Here's what I do to initialise the directed graph and create the nodes:
import networkx as nx
objs = df_objs.set_index('uuid').to_dict(orient='index')
g = nx.DiGraph()
for obj_id, obj_attrs in objs.items():
g.add_node(obj_id, attr_dict=obj_attrs)
And to generate the edges:
g.add_edges_from(df_calls.drop_duplicates().to_dict(orient='split')['data'])
Next, I want to know the lineage of a single item using their UUID:
g_tree = nx.DiGraph(nx.bfs_edges(g, 'f6e214b1bba34a01bd0c18f232d6aee2', reverse=True))
So far so good. The last step is to generate the JSON graph so that I can feed the resulting JSON file to D3.js in order to perform the visualisation:
# Create the JSON data structure
from networkx.readwrite import json_graph
data = json_graph.tree_data(g_tree, root='f6e214b1bba34a01bd0c18f232d6aee2')

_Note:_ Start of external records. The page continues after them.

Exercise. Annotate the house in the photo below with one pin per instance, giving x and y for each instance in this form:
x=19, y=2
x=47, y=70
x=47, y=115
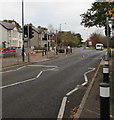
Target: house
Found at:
x=10, y=35
x=41, y=38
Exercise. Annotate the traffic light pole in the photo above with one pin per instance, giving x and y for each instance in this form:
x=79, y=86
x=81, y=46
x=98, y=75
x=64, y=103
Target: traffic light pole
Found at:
x=23, y=58
x=28, y=45
x=107, y=27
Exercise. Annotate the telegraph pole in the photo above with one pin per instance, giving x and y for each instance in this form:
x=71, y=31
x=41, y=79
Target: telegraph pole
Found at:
x=23, y=58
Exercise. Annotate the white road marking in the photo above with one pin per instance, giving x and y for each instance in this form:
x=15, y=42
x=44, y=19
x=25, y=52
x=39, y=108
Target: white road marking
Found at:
x=62, y=109
x=20, y=68
x=85, y=76
x=21, y=82
x=63, y=104
x=42, y=66
x=17, y=83
x=39, y=74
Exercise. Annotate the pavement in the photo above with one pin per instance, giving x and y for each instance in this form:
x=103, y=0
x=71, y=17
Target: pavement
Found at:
x=89, y=108
x=90, y=104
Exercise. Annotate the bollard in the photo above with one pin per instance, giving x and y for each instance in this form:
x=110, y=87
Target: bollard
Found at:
x=106, y=74
x=104, y=101
x=43, y=53
x=106, y=62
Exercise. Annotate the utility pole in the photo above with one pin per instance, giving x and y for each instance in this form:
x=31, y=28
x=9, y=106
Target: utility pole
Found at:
x=23, y=58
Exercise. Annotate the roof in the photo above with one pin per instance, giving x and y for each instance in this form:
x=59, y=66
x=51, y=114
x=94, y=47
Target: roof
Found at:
x=7, y=25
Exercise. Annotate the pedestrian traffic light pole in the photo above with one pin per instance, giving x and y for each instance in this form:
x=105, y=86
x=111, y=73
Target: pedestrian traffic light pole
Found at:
x=23, y=30
x=28, y=43
x=107, y=30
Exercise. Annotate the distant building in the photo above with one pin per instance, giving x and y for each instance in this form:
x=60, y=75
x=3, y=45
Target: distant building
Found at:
x=10, y=34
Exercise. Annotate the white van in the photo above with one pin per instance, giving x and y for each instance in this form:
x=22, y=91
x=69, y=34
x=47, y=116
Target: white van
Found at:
x=99, y=46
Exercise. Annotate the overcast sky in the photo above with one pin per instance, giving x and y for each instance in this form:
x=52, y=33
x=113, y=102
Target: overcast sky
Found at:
x=45, y=12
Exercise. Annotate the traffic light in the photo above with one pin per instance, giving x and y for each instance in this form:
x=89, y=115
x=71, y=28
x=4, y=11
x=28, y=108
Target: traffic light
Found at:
x=25, y=31
x=31, y=33
x=109, y=31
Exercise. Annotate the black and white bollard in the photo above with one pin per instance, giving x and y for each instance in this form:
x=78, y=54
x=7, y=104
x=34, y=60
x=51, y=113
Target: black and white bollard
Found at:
x=106, y=62
x=106, y=73
x=104, y=101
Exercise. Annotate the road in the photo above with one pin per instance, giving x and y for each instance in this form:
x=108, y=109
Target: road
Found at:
x=37, y=90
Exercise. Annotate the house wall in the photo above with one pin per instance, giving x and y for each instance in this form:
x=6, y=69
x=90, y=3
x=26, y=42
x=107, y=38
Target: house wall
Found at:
x=3, y=34
x=35, y=40
x=12, y=37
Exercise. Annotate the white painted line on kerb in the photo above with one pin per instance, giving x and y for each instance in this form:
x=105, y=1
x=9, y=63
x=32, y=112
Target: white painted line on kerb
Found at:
x=62, y=109
x=72, y=91
x=85, y=76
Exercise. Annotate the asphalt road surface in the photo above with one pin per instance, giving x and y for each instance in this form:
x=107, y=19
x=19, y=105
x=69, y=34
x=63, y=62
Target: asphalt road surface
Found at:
x=37, y=90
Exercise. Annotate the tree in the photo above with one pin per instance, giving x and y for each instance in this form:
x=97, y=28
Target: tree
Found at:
x=96, y=16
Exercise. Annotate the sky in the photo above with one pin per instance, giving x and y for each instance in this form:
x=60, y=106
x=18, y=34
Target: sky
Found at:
x=46, y=12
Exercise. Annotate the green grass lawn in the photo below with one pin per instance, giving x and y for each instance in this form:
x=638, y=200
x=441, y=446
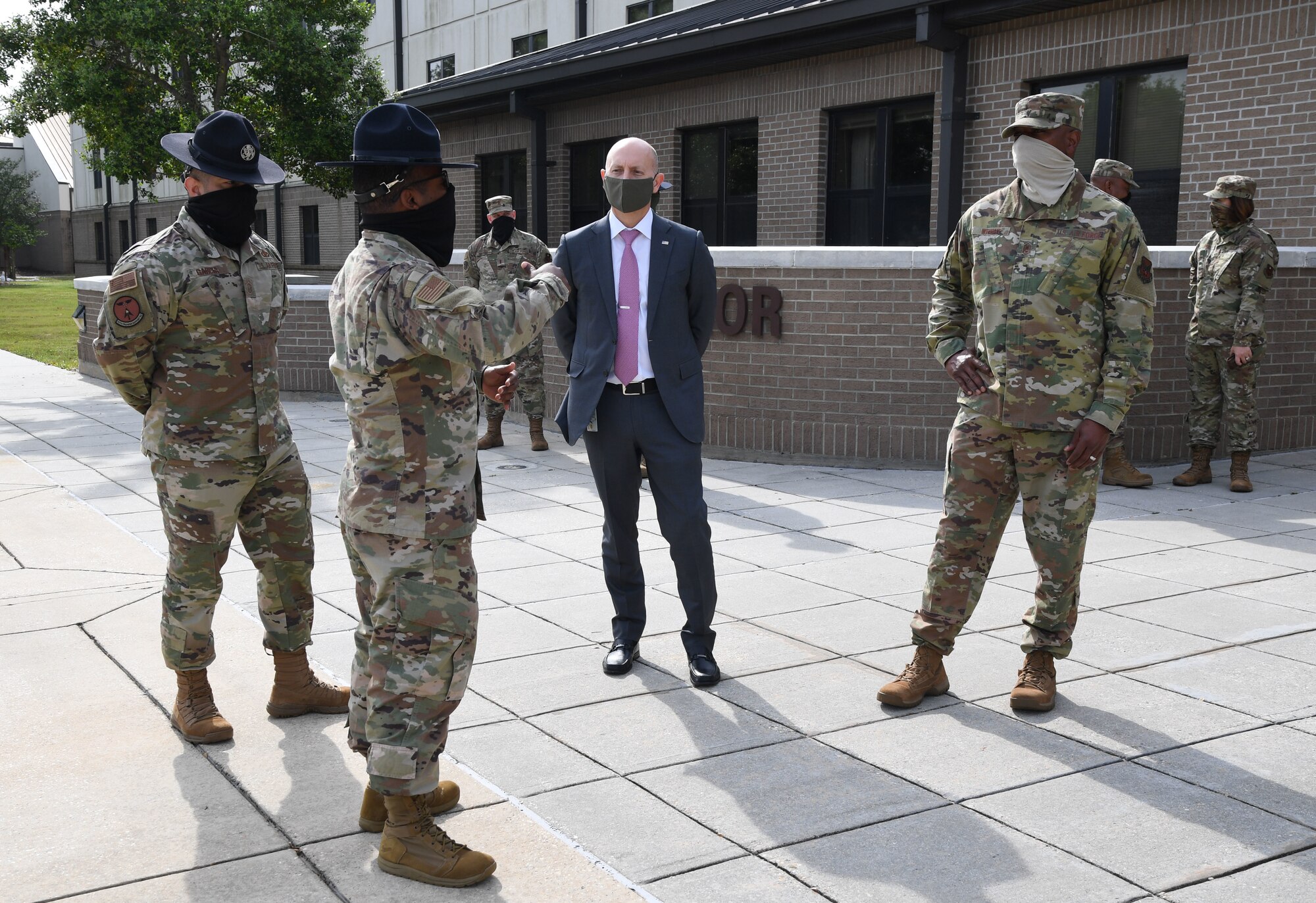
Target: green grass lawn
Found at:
x=36, y=320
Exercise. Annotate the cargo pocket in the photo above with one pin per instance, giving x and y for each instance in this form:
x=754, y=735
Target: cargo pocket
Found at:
x=435, y=641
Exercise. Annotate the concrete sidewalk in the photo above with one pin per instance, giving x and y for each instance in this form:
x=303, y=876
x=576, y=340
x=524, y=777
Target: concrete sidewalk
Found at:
x=1180, y=764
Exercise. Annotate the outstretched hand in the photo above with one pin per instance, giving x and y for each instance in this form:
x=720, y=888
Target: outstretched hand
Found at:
x=1088, y=445
x=499, y=383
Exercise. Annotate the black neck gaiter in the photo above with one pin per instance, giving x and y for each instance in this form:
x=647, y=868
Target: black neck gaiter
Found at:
x=502, y=228
x=431, y=228
x=226, y=215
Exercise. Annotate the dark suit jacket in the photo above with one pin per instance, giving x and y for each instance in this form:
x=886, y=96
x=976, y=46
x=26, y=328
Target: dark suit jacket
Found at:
x=682, y=301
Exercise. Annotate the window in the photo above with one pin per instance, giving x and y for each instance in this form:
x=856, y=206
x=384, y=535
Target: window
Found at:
x=503, y=174
x=1136, y=116
x=640, y=11
x=721, y=183
x=530, y=44
x=443, y=68
x=880, y=176
x=588, y=199
x=311, y=235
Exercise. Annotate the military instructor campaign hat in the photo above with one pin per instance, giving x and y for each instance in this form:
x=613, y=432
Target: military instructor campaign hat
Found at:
x=1234, y=186
x=227, y=147
x=1047, y=111
x=1114, y=169
x=397, y=134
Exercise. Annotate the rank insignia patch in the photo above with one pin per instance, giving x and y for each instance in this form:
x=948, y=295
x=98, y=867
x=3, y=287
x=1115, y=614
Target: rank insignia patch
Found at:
x=123, y=282
x=128, y=311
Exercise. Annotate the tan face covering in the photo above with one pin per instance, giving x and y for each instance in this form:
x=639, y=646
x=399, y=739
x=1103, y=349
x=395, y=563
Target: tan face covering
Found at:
x=1047, y=172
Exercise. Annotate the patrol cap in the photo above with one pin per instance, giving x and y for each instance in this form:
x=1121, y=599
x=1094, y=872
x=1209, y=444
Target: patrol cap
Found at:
x=1114, y=169
x=1047, y=111
x=227, y=147
x=397, y=134
x=1234, y=186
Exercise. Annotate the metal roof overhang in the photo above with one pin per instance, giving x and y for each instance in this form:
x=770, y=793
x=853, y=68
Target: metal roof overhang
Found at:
x=772, y=37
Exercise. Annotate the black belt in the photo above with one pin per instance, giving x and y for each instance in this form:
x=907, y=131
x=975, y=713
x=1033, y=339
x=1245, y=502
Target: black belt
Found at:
x=640, y=387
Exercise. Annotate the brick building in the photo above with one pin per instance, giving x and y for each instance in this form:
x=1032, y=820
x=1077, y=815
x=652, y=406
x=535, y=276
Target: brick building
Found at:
x=827, y=148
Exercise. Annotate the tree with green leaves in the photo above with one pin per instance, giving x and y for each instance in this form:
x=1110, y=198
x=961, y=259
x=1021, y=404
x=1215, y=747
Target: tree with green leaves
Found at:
x=131, y=72
x=20, y=214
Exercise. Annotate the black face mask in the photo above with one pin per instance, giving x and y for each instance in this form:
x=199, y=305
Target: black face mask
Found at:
x=226, y=215
x=431, y=228
x=502, y=228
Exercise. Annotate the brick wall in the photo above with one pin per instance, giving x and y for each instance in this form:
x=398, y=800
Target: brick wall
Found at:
x=851, y=379
x=1251, y=94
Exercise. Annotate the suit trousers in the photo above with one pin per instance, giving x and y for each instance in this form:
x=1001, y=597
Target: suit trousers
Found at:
x=630, y=427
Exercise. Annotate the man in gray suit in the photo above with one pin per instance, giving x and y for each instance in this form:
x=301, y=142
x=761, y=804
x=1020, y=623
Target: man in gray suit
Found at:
x=634, y=331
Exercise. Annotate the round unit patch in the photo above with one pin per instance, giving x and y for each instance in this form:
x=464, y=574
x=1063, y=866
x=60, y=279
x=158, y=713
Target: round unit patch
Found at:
x=128, y=311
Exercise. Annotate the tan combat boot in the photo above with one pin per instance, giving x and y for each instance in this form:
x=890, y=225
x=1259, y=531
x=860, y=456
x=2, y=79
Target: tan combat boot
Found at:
x=923, y=677
x=493, y=437
x=538, y=441
x=298, y=690
x=414, y=846
x=1200, y=472
x=195, y=714
x=374, y=812
x=1239, y=479
x=1119, y=470
x=1036, y=687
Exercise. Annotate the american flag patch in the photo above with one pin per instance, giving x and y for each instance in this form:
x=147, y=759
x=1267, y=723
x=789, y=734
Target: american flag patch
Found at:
x=123, y=282
x=434, y=289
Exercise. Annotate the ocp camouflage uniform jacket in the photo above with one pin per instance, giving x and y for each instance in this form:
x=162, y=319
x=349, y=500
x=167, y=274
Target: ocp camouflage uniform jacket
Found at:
x=490, y=266
x=406, y=345
x=188, y=336
x=1064, y=301
x=1230, y=277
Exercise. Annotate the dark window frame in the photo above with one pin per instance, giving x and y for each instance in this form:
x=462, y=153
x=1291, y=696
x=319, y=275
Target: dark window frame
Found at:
x=881, y=191
x=651, y=10
x=451, y=60
x=723, y=201
x=310, y=239
x=531, y=40
x=581, y=210
x=519, y=193
x=1107, y=136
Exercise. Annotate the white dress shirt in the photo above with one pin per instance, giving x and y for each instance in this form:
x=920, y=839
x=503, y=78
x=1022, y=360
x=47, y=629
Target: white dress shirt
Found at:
x=640, y=247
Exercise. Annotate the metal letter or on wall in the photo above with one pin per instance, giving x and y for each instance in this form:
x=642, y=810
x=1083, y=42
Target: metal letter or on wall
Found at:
x=767, y=307
x=738, y=297
x=763, y=305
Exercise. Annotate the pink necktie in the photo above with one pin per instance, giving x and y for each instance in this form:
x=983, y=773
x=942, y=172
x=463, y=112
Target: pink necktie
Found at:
x=627, y=364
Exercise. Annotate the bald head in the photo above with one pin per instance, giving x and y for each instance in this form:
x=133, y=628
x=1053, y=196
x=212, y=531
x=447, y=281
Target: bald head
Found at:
x=632, y=159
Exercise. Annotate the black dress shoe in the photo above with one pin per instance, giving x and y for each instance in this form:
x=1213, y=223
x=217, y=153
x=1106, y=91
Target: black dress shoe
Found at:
x=705, y=671
x=620, y=657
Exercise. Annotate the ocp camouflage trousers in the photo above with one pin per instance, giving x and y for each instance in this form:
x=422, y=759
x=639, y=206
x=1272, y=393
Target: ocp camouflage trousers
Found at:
x=415, y=649
x=530, y=387
x=1219, y=386
x=990, y=465
x=203, y=502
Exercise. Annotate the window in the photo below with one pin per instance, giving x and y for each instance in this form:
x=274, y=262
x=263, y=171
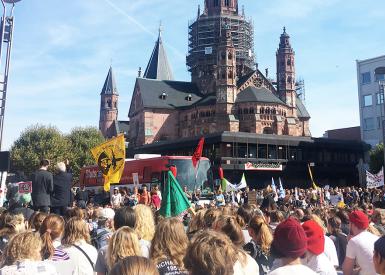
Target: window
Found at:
x=380, y=98
x=380, y=77
x=368, y=124
x=368, y=100
x=365, y=78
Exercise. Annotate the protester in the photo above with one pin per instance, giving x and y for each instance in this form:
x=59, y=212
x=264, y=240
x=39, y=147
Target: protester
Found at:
x=22, y=256
x=289, y=245
x=360, y=247
x=145, y=224
x=116, y=198
x=75, y=242
x=169, y=247
x=134, y=265
x=61, y=195
x=314, y=257
x=379, y=256
x=123, y=243
x=51, y=232
x=42, y=187
x=260, y=244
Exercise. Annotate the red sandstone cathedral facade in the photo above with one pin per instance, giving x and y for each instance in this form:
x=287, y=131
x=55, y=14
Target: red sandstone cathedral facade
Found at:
x=227, y=92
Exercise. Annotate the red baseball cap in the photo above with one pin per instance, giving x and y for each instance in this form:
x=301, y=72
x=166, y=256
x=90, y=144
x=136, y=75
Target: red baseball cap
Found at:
x=359, y=219
x=315, y=237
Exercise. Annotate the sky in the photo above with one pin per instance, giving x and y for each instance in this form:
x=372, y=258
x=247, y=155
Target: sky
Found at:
x=63, y=49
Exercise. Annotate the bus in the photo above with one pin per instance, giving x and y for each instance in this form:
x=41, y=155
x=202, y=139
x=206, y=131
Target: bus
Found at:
x=152, y=169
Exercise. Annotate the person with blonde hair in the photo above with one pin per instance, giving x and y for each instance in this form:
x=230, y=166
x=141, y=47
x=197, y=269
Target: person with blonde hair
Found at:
x=51, y=232
x=75, y=242
x=134, y=265
x=123, y=243
x=22, y=256
x=145, y=225
x=259, y=246
x=169, y=247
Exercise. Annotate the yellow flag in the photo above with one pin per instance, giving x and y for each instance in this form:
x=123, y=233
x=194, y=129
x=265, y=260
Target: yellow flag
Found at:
x=311, y=177
x=110, y=157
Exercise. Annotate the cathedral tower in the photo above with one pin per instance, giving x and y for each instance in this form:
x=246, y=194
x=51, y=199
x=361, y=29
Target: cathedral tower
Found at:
x=108, y=106
x=286, y=72
x=204, y=38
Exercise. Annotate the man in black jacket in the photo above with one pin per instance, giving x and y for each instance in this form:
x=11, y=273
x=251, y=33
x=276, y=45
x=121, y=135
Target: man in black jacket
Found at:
x=42, y=187
x=60, y=198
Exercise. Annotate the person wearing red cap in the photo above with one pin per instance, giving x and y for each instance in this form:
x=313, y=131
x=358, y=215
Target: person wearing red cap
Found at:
x=289, y=245
x=315, y=257
x=379, y=255
x=360, y=247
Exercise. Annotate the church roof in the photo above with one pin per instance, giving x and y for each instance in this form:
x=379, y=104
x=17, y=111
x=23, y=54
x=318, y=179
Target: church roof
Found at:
x=158, y=66
x=302, y=112
x=109, y=87
x=165, y=94
x=253, y=94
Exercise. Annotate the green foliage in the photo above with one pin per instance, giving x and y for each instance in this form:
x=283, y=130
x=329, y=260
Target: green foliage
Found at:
x=38, y=142
x=376, y=158
x=81, y=140
x=35, y=143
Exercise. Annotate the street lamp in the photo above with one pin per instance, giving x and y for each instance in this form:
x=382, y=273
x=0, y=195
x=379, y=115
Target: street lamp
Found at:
x=6, y=35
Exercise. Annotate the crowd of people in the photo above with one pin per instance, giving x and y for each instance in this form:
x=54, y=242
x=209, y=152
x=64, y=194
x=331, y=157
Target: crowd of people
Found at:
x=300, y=231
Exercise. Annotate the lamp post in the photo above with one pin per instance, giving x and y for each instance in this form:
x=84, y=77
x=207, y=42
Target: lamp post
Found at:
x=6, y=35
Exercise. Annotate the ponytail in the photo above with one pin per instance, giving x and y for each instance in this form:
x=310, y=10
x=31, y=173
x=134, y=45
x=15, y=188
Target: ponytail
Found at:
x=47, y=249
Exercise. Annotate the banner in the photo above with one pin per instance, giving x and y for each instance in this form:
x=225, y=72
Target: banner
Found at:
x=110, y=157
x=198, y=152
x=375, y=180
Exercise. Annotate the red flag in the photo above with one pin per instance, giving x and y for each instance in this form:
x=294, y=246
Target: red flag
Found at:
x=220, y=172
x=198, y=152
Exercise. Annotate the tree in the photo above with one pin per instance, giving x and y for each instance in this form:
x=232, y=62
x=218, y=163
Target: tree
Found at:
x=376, y=155
x=81, y=140
x=35, y=143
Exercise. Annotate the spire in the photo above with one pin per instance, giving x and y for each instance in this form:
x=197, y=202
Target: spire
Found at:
x=109, y=87
x=158, y=66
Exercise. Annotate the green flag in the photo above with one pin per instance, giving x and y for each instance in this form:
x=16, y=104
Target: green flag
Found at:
x=174, y=200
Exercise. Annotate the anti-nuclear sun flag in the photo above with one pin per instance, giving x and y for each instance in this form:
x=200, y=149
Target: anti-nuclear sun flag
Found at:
x=110, y=157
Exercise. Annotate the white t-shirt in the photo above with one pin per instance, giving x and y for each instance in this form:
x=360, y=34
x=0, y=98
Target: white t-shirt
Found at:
x=293, y=269
x=360, y=248
x=82, y=265
x=320, y=264
x=249, y=268
x=331, y=251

# Write the tree to a JSON file
import json
with open('./tree.json', 'w') as f:
json.dump(data, f)
All of the above works, however, instead of the node names, I'm left with the UUID in the JSON data, due to the node attributes being dropped in the call to nx.bfs_edges().
Example:
Not a problem (at least that's what I thought); I'll just update the nodes in the g_tree with the attributes from g.
obj_names = nx.get_node_attributes(g, 'name')
for obj_id, obj_name in obj_names.items():
try:
g_tree[obj_id]['name'] = obj_name
except Exception:
pass
Note: I can't use set_node_attributes() as g contains more nodes than g_tree, which causes a KeyError.
If I then try to generate the JSON data again:
data = json_graph.tree_data(g_tree, root='f6e214b1bba34a01bd0c18f232d6aee2')
it will throw the error:
TypeError: G is not a tree.
This is due to number of nodes != number of edges + 1.
Before setting the attributes, the number of nodes was 81 and the number of edges 80. After setting the attributes, the number of edges increased to 120 (number of nodes remained the same).
OK, as for my questions:
- Am I taking the long way around and is there a much shorter/better/faster way to generate the same result?
- What is causing the number of edges to increase when I'm only setting the attributes for nodes?
- Is there a way to retain the node attributes when trying to generate the tree?